Artistic expressions


Art is about so many things. Impressions/interpretation of the artist. And that of the experiencer. A message/thought/idea that needs to be conveyed/experienced. Emotions. Expressing what isn't "there." Or what "is." So many things go into a painting, a song, the written word, the oral story. And it goes on. Home furnishings, building design, car design, etc. We are surrounded with our artistic desires and expressions.

When I paint for myself, I push. Beyond the appearance of something in front of me. I paint with all kinds of feelings about my subject. I'm sensitive. I've been told I have a minimalistic sense of design. Some think I don't push enough, others think too much. Or that my textures are wrong, colors too saturated, form not accurate. Have heard it all. My response? GO PICK UP A BRUSH!

Once you do, the critiques diminish. And truth is experienced. The sane and insane approach you have toward a blank canvas staring you in the face translates into anxiety, fear and courage. For me, blank canvases are not the problem. I'm almost manic with designs and ideas. My books are full. I am a romantic, minimalistic painter, trying to find her voice. Not anyone else's.

The challenge. You see, my job is to paint for other people. That is how I earn my living. And so, I have the ability to adapt to the request. I actually enjoy the challenge. However, in the process, I have lost the direction of my own personal work. Is this bad? Nope. I know this and I have direction because of it.

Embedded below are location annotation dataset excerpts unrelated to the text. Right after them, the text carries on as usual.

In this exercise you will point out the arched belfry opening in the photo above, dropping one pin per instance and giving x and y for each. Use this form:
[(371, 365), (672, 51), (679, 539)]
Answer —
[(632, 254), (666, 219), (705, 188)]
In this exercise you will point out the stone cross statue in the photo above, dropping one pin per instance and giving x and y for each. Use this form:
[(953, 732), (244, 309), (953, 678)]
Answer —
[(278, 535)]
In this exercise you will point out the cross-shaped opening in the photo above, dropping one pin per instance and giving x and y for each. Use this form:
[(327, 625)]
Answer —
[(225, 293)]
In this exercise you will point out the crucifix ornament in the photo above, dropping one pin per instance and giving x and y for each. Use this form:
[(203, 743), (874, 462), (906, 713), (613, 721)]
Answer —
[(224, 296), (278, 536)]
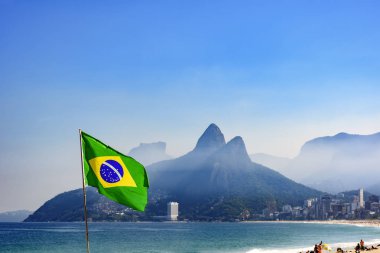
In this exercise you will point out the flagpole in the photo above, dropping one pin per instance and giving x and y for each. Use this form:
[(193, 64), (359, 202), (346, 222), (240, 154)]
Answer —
[(84, 191)]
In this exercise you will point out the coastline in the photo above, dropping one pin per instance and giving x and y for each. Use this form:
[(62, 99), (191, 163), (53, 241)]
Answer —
[(364, 223), (345, 247)]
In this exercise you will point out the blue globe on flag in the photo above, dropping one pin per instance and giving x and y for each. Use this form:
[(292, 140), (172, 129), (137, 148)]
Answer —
[(111, 171)]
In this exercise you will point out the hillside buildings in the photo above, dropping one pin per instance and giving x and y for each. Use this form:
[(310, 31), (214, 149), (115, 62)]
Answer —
[(172, 213), (328, 207)]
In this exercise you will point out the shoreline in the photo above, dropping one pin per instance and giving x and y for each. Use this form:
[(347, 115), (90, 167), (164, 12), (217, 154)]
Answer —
[(364, 223)]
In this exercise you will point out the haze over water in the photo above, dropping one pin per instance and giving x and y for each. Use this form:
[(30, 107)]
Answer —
[(178, 237)]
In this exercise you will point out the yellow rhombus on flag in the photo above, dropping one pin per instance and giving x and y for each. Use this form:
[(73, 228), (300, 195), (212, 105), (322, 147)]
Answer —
[(118, 177)]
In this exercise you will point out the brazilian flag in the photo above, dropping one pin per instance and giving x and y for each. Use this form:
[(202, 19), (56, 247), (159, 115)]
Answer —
[(118, 177)]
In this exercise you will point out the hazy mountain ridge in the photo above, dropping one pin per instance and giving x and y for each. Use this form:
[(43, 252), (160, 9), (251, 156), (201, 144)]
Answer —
[(148, 153), (222, 173)]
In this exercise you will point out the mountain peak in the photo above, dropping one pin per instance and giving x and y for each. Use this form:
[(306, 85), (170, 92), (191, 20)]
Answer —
[(211, 139), (237, 146), (233, 154)]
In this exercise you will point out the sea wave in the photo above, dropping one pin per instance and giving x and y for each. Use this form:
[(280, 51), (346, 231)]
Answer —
[(334, 246)]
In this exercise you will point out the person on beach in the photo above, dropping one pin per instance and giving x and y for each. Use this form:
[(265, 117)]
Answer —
[(315, 248), (357, 248), (361, 244), (320, 247)]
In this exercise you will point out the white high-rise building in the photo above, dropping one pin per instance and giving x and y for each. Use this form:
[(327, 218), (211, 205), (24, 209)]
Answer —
[(361, 198), (172, 211)]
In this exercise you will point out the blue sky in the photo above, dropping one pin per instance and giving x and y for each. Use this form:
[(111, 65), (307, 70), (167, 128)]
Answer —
[(278, 73)]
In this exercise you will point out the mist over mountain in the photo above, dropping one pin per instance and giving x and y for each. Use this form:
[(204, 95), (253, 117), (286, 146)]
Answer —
[(275, 162), (148, 153), (214, 181), (216, 176), (338, 163)]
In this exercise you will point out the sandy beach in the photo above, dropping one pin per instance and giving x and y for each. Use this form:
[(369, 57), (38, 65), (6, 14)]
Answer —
[(350, 248)]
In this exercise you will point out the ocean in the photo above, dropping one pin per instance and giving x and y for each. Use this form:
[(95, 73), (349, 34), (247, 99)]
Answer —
[(179, 237)]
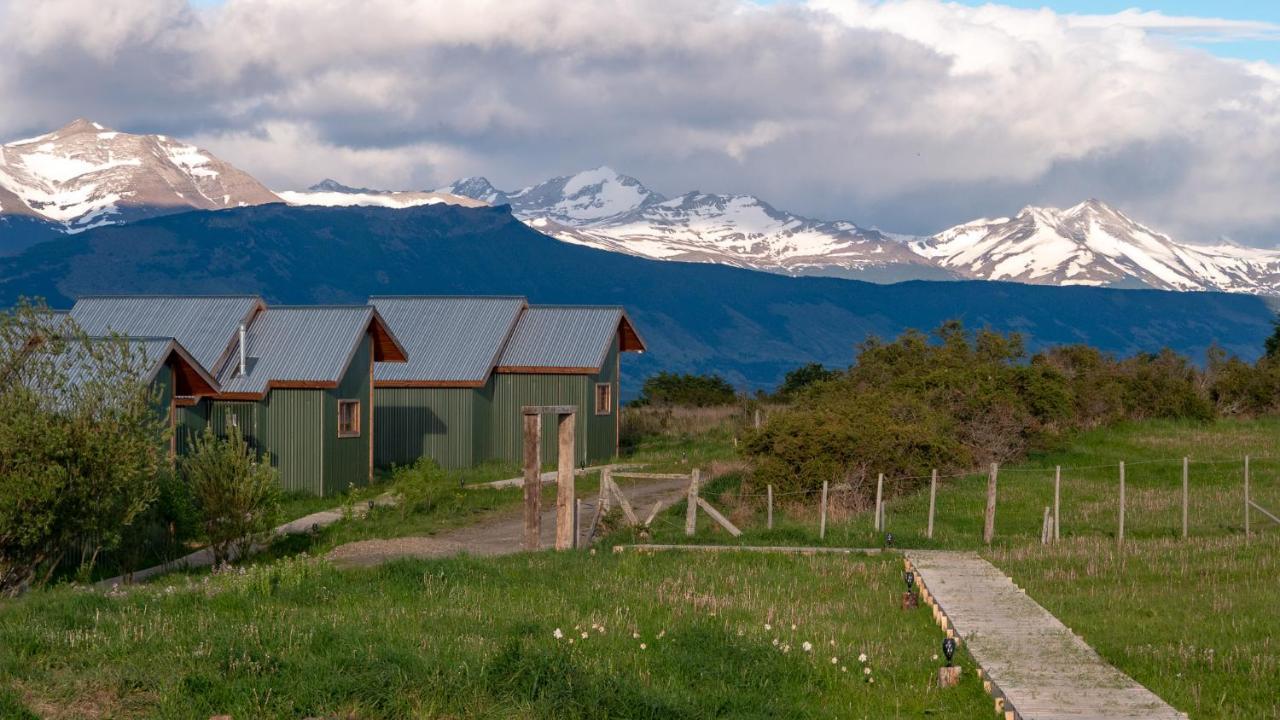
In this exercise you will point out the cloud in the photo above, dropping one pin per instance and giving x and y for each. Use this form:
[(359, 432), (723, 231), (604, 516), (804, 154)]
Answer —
[(909, 114)]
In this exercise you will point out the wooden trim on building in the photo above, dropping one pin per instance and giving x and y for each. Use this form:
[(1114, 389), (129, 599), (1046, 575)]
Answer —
[(469, 384), (543, 370)]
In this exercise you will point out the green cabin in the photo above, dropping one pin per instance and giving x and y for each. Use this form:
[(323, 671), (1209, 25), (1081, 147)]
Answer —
[(475, 361), (295, 381)]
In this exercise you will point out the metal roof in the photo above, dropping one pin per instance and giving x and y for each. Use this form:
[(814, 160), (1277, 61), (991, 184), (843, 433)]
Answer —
[(562, 336), (448, 338), (152, 352), (306, 343), (205, 326)]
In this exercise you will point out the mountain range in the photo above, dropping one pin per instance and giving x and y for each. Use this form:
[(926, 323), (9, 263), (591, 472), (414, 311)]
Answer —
[(748, 326), (85, 176)]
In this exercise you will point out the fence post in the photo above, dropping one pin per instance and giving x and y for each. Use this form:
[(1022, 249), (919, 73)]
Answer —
[(1246, 497), (691, 511), (933, 495), (880, 506), (1185, 478), (822, 522), (533, 481), (988, 527), (769, 491), (1120, 534), (1057, 502)]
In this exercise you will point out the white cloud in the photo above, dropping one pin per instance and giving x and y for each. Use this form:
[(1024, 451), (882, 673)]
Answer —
[(909, 114)]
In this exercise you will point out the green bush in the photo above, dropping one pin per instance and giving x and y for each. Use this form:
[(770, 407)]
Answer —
[(236, 493)]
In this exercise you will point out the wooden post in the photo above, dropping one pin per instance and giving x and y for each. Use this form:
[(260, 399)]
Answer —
[(880, 506), (691, 511), (1057, 501), (822, 520), (988, 525), (933, 495), (565, 499), (1246, 497), (769, 492), (1185, 478), (533, 481), (1120, 533)]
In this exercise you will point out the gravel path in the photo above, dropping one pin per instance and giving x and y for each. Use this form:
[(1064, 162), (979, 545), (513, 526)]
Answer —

I think the general public gets turned on when they see realistic work because they marvel at the accuracy required to replicate. Me? I say, easy stuff. But what about it's soul? What about the movement? Texture? How does it make you FEEL? Another thing? When you look at a painting and you see something missing, or not defined, or defined, whatever. If it bugs you, don't think the painter was wrong or didn't do something right. Trust me. It's all intentional. For me? I leave stuff out to get down to the bones of the subject matter. The feelings, the truth I wish to convey...as I see it or experience it. Know my friendly experiencers, that each brush stroke has great intention behind it. Nothing has been missed. It's all purposeful. And is the case for most artists.

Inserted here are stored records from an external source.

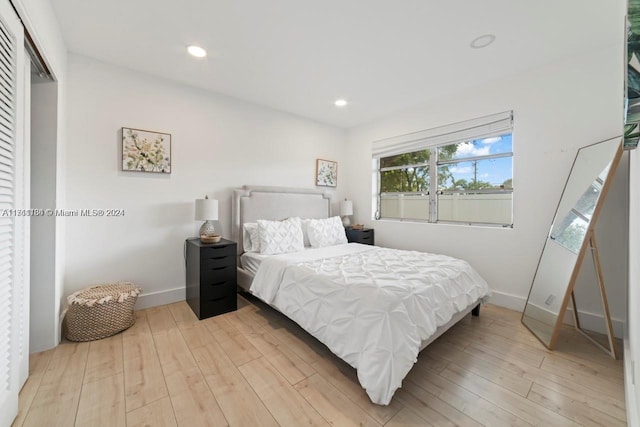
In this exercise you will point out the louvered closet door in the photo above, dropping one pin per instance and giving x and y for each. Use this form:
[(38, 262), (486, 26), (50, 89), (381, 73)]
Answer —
[(11, 111)]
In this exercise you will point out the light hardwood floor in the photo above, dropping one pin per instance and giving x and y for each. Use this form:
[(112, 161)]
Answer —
[(255, 367)]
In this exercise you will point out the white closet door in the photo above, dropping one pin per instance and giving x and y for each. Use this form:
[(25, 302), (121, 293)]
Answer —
[(12, 226)]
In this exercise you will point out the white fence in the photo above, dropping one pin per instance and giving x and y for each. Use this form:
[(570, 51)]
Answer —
[(491, 208)]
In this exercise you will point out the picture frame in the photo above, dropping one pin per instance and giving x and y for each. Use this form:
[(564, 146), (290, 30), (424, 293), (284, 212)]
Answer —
[(146, 151), (326, 173)]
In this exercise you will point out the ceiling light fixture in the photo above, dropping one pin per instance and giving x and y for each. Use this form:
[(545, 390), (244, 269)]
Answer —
[(197, 51), (482, 41)]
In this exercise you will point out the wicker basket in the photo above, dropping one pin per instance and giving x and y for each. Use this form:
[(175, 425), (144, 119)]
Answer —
[(100, 311)]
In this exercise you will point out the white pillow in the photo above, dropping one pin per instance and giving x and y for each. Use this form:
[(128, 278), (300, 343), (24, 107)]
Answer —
[(305, 232), (250, 239), (280, 237), (326, 232)]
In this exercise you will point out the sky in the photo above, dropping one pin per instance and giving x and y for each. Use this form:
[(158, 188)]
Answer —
[(494, 171)]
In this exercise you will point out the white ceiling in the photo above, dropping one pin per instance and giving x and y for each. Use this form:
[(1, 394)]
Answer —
[(299, 56)]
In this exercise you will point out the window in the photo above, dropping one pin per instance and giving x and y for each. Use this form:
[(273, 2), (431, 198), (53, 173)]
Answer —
[(460, 173)]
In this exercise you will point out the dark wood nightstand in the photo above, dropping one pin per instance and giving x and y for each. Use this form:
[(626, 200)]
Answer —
[(364, 236), (211, 277)]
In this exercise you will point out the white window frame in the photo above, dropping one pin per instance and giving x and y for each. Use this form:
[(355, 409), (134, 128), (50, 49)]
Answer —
[(484, 127)]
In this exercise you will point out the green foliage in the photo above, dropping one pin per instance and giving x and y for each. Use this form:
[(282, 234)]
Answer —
[(411, 179), (416, 177)]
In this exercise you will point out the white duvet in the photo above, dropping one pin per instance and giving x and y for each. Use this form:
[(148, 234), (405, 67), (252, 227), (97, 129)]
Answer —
[(371, 306)]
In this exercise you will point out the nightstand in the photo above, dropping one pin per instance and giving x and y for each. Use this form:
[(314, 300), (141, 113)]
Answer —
[(211, 277), (364, 236)]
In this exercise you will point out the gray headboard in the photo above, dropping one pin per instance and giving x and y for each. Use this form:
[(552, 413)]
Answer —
[(251, 203)]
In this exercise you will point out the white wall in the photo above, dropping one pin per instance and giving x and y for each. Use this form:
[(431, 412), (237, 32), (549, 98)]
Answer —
[(218, 143), (557, 108), (44, 302), (632, 335)]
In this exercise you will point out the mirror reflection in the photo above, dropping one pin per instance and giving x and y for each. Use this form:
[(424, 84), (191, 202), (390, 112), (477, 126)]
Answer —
[(567, 241)]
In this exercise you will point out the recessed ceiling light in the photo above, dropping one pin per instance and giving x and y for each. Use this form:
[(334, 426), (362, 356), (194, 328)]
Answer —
[(482, 41), (197, 51)]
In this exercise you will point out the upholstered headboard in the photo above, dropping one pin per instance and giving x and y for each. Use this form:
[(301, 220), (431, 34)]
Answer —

I am not about details. Never have been. Global thinker. Big picture. I haven't the patience to get busy with the minute. It's not important to me. (ask my ex-boyfriends!) I mean, I was trained in the '70's and early '80's. Impressionism, abstract realism, surrealism, etc. were on the agenda. It influenced me. Pollack, Escher, Dali, Turner, Whistler, my father.

Eh, I'm just griping. It's been a rough week.

Okay. Rambling. Point is. I'm out there, I have talent. Stretching boundaries. And I've only been painting for 8 years.

What more can I ask of myself? It's up to the viewer of my work to get the most they can out of it; they are 50% of the experience. It's a relationship. Art. And, I'm happy to be a partner.

1 comment:

jac said...

Wow, you are a very interesting person. What type of art do you specialize in?